Last Thursday Oracle (NYSE: ORCL) released results for the 3rd quarter of its fiscal 2019-year 2019. In extended hour trading the stock price initially reacted positively, before trading lower. On Friday the price initially fell nearly 5%, before recovering some of those losses. On the face of it, the weaker outlook for the 4th quarter spooked investors, though longer-term risks may also be weighing on the stock.
The company managed to beat estimates for both earnings and revenues, though revenue fell 3% from a year ago. Adjusted EPS came in at $0.87, versus the $0.84 analysts expected, and well up from a $0.92 loss a year ago. Total revenue for the quarter was $9.61 billion, $30 million ahead of analyst forecasts.
Oracle also announced that it had bought back $10 billion of its own stock, the third consecutive quarter it had done so.
The company lowered its revenue guidance for the fourth quarter to between $11.03 and $11.26 billion, down between 0 and 2% for the year and below the $11.14 analysts hoped for.
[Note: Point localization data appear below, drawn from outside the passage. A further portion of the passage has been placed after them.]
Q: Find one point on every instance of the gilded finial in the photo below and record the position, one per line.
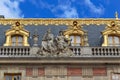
(116, 15)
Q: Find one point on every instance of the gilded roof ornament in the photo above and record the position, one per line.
(116, 15)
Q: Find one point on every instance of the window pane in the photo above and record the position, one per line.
(110, 40)
(17, 78)
(19, 39)
(77, 39)
(72, 40)
(8, 77)
(116, 39)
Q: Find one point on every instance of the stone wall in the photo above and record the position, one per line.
(62, 72)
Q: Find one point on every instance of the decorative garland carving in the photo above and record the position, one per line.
(56, 21)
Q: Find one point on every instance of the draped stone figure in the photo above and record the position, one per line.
(51, 46)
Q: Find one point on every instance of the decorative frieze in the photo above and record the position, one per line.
(41, 72)
(99, 71)
(74, 71)
(56, 21)
(29, 72)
EPS are expected to be roughly in line at between $1.05 and $1.09 for the quarter.
A Growing Force in the Cloud Business?
Oracle was a late entrant to the cloud computing game, having previously expressed skepticism about the potential of the industry. In Thursday’s earnings call, Chairman and CTO, Larry Ellison emphasized the growing contribution cloud businesses now make to Oracle’s revenue.
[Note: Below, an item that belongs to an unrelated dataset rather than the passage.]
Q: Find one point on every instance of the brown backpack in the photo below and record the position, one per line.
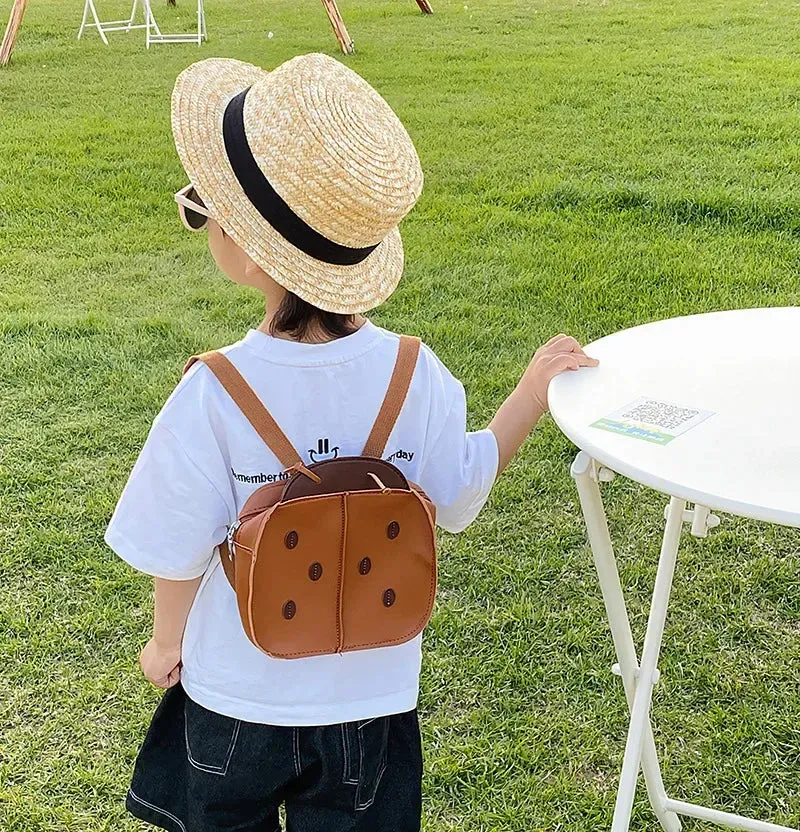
(342, 555)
Ellison said that customers preferred Oracle’s more integrated approach to cloud computing applications and that the Fusion Suite and NetSuite products were growing rapidly.
Cloud-service and license-support revenue now make up nearly 70% of total revenue. However, since these two segments have now been combined, it’s difficult to see how fast the cloud business is really growing. Some analysts believe this was done to obscure the real picture.
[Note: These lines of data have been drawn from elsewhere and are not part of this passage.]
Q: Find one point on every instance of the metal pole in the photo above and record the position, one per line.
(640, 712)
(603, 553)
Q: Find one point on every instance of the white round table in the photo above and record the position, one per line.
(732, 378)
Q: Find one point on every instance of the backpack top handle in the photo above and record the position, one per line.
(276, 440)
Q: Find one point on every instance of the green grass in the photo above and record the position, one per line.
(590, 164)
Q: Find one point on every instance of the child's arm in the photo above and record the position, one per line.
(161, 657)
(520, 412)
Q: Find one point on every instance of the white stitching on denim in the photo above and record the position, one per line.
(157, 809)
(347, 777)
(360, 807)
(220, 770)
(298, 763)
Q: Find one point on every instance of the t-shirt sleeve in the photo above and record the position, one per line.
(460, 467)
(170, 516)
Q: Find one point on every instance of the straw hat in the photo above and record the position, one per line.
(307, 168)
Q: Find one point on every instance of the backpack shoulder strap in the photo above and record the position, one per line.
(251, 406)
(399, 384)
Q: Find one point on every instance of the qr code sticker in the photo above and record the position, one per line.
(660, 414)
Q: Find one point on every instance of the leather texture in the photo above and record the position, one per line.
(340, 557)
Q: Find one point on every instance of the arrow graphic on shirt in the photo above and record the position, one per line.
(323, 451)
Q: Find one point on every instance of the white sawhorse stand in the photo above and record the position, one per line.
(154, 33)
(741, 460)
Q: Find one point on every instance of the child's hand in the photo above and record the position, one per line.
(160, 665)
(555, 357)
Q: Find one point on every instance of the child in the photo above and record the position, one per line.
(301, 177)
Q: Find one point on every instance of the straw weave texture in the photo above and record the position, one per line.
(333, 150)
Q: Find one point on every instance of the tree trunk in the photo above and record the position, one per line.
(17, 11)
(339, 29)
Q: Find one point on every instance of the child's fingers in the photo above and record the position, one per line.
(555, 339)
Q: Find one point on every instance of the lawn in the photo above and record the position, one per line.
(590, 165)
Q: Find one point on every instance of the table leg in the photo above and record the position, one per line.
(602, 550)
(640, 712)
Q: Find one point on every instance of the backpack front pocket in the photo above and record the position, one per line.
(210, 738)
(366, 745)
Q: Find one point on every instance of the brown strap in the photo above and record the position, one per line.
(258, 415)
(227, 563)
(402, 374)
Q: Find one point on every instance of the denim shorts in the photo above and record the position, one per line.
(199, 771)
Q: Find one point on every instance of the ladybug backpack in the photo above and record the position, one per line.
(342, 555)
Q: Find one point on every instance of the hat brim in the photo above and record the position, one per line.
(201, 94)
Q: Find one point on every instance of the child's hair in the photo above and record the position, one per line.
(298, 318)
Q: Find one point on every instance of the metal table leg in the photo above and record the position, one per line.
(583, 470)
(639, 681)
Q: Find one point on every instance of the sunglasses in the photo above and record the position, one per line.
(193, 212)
Some even sighted this as the reason Warren Buffet and Berkshire Hathaway dumped their entire Oracle position in February – after buying the stock just months earlier.
Oracle Comes with a Risk Warning
Some analysts have recently downgraded the stock because they believe the share buyback, which has supported the stock price, is not sustainable. Until January the stock was pretty much flat over 12 months, and the year-to-date rally appears to have been discounting a better outlook.
If it’s true that customers do prefer Oracle’s cloud solutions to those of competitors like AWS, the outlook would be very positive. However, revenue growth doesn’t really suggest that’s the case, and the company’s opaque reporting doesn’t instil confidence.
Add to that the disappointing outlook, and the risk of buybacks being reduced, the PE of 19 doesn’t look very attractive. There seem to be better technology and software plays around.
Maybe Oracle is actually a screaming buy – however, without more evidence for the success of its cloud business, it’s really not possible to weigh up the risks.